You are viewing a plain text version of this content. The canonical link for it is here.
Posted to user@spark.apache.org by jeff saremi <je...@hotmail.com> on 2017/06/20 21:48:06 UTC

Bizzare diff in behavior between scala REPL and sparkSQL UDF

I have this function which does a regex matching in scala. I test it in the REPL I get expected results.

I use it as a UDF in sparkSQL i get completely incorrect results.


Function:

class UrlFilter (filters: Seq[String]) extends Serializable  {
  val regexFilters = filters.map(new Regex(_))
  regexFilters.foreach(println)

  def matches(s: String) : Boolean = {
    if(s == null || s.isEmpty) return false
    regexFilters.exists(f => {print("matching " + f + " against " + s); s match {
        case f() => { println("; matched! returning true"); true };
        case _ => { println("; did NOT match. returning false"); false }
    }})
  }
}

Instantiating it with a pattern like:
^[^:]+://[^.]*\.company[0-9]*9\.com$

(matches a url that has company in the name and a number that ends in digit 9)
Test it in Scala REPL:

scala> val filters = Source.fromFile("D:\\cosmos-modules\\testdata\\fakefilters.txt").getLines.toList

scala> val urlFilter = new UrlFilter(filters)

scala>  urlFilter.matches("ftp://ftp.company9.com")
matching ^[^:]+://[^.]*\.company[0-9]*9\.com$ against ftp://ftp.company9.com; matched! returning true
res2: Boolean = true


Use it in SparkSQL:

val urlFilter = new UrlFilter(filters)
sqlContext.udf.register("filterListMatch", (url: String) => urlFilter.matches(url))

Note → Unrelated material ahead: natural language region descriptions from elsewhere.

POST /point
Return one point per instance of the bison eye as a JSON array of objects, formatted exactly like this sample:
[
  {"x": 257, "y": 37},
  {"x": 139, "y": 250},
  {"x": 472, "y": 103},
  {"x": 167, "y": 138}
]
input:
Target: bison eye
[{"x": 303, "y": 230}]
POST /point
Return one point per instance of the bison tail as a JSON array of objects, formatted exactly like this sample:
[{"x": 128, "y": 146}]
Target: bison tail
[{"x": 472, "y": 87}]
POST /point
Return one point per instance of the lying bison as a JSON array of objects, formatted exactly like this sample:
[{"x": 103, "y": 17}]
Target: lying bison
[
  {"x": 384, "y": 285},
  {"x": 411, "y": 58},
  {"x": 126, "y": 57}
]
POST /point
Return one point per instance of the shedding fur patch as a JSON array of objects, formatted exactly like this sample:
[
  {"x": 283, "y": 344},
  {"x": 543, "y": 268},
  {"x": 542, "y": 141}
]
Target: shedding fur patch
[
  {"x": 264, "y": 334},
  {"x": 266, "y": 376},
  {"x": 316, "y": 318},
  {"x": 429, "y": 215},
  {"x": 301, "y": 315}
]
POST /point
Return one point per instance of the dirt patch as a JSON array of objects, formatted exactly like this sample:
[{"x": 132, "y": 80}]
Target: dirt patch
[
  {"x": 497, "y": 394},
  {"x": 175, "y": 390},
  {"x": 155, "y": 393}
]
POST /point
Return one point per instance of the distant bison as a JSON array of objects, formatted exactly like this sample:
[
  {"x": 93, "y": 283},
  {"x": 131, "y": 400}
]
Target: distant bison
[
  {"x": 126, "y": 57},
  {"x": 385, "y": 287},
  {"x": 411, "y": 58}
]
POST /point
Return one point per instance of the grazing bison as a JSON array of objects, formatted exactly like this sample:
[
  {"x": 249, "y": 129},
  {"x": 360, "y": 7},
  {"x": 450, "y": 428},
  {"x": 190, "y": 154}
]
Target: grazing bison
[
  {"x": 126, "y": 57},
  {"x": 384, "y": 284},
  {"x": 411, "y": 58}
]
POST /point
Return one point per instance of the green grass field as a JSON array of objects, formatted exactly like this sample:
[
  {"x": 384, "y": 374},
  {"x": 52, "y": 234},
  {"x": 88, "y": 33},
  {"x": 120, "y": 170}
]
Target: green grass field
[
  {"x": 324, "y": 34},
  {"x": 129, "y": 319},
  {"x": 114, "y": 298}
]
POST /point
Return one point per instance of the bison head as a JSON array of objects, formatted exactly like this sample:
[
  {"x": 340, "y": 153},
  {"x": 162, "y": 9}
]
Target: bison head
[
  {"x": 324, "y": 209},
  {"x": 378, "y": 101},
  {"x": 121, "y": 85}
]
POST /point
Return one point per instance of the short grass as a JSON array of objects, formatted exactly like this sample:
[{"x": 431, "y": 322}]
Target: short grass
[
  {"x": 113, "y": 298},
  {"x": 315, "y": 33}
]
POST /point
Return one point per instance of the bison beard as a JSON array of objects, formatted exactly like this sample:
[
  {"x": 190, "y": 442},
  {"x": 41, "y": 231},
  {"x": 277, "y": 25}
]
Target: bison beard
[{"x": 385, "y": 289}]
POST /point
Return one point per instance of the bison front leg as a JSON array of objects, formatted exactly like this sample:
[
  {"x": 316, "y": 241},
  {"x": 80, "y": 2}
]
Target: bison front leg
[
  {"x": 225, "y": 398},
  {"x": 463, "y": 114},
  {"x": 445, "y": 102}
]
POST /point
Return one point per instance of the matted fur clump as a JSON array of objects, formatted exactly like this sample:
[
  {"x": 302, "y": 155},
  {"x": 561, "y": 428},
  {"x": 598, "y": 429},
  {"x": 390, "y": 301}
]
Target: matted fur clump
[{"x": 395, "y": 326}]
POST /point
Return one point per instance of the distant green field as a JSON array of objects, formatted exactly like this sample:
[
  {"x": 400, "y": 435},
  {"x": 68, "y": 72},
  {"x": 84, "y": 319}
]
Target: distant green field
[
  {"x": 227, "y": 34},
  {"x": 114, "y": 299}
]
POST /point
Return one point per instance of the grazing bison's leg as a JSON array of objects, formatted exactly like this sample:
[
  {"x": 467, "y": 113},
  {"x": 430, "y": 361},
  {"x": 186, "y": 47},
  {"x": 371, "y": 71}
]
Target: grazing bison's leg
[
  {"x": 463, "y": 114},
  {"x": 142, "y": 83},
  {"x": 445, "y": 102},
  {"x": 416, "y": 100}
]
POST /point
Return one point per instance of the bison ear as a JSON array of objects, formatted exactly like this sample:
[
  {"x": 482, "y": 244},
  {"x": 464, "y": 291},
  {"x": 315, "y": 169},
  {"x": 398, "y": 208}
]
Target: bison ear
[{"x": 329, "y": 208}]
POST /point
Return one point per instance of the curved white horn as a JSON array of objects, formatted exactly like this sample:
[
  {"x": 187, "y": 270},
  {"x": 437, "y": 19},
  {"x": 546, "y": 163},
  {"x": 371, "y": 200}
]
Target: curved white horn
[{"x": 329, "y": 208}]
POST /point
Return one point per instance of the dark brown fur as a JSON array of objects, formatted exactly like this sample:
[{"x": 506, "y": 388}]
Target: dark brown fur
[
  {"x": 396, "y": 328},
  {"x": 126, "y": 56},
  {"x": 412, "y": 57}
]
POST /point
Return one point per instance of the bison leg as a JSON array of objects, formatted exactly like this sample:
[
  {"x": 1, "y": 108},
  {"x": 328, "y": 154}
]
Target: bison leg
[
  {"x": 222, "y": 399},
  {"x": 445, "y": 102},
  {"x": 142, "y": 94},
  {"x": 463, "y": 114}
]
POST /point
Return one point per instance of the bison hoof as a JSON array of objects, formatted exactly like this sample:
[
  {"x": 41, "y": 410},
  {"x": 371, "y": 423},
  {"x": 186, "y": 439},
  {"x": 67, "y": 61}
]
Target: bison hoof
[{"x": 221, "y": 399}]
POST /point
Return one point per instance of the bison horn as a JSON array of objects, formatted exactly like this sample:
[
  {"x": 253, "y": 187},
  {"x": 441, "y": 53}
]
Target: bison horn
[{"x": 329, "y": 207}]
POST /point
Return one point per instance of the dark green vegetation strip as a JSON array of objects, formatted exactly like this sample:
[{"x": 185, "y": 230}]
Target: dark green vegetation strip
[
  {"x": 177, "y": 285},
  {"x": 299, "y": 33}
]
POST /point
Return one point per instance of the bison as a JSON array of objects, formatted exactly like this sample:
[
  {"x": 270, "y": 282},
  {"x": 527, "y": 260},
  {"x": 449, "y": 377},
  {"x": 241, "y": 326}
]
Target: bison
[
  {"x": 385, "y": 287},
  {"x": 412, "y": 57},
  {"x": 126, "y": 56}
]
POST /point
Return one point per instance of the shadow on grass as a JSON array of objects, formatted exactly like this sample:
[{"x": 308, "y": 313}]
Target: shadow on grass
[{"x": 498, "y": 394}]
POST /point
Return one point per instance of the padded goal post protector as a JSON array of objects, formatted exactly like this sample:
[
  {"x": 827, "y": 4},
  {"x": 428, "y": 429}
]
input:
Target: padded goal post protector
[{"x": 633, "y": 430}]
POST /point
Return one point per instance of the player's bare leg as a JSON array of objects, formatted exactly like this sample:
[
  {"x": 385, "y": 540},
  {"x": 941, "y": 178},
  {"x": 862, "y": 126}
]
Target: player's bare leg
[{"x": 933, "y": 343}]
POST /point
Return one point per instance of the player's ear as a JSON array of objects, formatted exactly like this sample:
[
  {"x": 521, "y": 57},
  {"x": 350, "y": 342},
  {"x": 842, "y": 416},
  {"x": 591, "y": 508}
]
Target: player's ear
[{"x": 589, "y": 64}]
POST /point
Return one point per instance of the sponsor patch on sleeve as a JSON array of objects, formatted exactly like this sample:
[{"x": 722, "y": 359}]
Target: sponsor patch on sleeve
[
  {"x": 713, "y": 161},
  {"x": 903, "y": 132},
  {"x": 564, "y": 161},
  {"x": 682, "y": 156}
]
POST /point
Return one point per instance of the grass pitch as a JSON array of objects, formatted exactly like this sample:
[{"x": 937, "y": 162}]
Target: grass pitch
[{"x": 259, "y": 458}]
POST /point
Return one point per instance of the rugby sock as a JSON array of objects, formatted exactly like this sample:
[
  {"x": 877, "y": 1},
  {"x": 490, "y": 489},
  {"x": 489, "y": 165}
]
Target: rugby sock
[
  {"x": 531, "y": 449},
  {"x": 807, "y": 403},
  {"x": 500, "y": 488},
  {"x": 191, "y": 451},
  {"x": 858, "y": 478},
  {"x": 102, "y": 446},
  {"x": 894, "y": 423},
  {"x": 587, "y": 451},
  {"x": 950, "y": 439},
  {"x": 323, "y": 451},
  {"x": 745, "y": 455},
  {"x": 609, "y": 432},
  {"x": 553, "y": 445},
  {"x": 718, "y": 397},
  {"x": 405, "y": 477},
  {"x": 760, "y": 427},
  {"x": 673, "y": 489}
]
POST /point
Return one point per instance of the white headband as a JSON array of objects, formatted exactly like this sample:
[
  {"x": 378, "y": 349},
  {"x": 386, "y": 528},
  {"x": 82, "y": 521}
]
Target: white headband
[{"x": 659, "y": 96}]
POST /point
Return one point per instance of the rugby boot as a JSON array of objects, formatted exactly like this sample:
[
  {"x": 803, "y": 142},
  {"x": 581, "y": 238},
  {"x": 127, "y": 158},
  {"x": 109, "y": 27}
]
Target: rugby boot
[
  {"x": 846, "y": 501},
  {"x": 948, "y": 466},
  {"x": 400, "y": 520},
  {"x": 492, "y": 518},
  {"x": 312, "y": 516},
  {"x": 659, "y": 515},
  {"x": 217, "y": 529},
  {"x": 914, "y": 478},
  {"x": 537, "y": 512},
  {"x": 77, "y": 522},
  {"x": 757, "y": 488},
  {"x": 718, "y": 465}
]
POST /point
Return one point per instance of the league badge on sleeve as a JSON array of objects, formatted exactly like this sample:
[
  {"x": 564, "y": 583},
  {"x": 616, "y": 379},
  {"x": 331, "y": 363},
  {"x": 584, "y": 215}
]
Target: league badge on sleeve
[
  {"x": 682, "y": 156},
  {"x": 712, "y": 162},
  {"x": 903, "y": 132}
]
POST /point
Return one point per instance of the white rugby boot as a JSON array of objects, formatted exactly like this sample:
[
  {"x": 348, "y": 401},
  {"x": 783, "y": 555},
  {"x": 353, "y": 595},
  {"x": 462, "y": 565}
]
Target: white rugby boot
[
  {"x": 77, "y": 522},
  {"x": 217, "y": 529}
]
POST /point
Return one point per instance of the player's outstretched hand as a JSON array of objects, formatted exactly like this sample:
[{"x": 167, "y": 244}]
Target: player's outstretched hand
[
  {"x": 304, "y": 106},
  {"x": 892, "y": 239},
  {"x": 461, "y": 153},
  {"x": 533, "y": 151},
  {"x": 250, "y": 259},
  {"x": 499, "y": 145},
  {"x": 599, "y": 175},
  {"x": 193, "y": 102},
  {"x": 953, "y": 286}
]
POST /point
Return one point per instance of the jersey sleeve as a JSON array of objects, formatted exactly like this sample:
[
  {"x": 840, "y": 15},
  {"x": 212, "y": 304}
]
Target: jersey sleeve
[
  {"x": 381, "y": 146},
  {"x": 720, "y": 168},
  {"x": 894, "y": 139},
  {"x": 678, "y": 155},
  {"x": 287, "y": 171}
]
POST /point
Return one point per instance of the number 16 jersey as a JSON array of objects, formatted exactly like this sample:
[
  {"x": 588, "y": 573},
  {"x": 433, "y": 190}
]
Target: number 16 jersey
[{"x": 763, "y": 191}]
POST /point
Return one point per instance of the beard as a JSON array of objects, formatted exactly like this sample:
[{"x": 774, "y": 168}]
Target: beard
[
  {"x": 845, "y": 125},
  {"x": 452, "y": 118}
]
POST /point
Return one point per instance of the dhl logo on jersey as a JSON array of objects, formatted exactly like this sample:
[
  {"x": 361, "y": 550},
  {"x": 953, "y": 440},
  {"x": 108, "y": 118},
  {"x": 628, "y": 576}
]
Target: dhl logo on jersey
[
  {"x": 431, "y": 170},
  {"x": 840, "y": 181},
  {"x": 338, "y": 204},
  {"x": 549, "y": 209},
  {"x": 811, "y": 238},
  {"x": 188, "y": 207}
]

val nonMatchingUrlsDf = sqlContext.sql("SELECT url FROM distinctUrls WHERE NOT filterListMatch(url)")

Look at the debug prints in the console:
matching ^[^:]+://[^.]*\.company[0-9]*9\.com$ against ftp://ftp.company9.com ; did NOT match. returning false

I have repeated this several times to make sure I'm comparing apples only
I am using Spark 1.6 and Scala 2.10.5 with Java 1.8
thanks



Re: Bizzare diff in behavior between scala REPL and sparkSQL UDF

Posted by jeff saremi <je...@hotmail.com>.
never mind!

I has a space at the end of my data which was not showing up in manual testing.

thanks

________________________________
From: jeff saremi <je...@hotmail.com>
Sent: Tuesday, June 20, 2017 2:48:06 PM
To: user@spark.apache.org
Subject: Bizzare diff in behavior between scala REPL and sparkSQL UDF


I have this function which does a regex matching in scala. I test it in the REPL I get expected results.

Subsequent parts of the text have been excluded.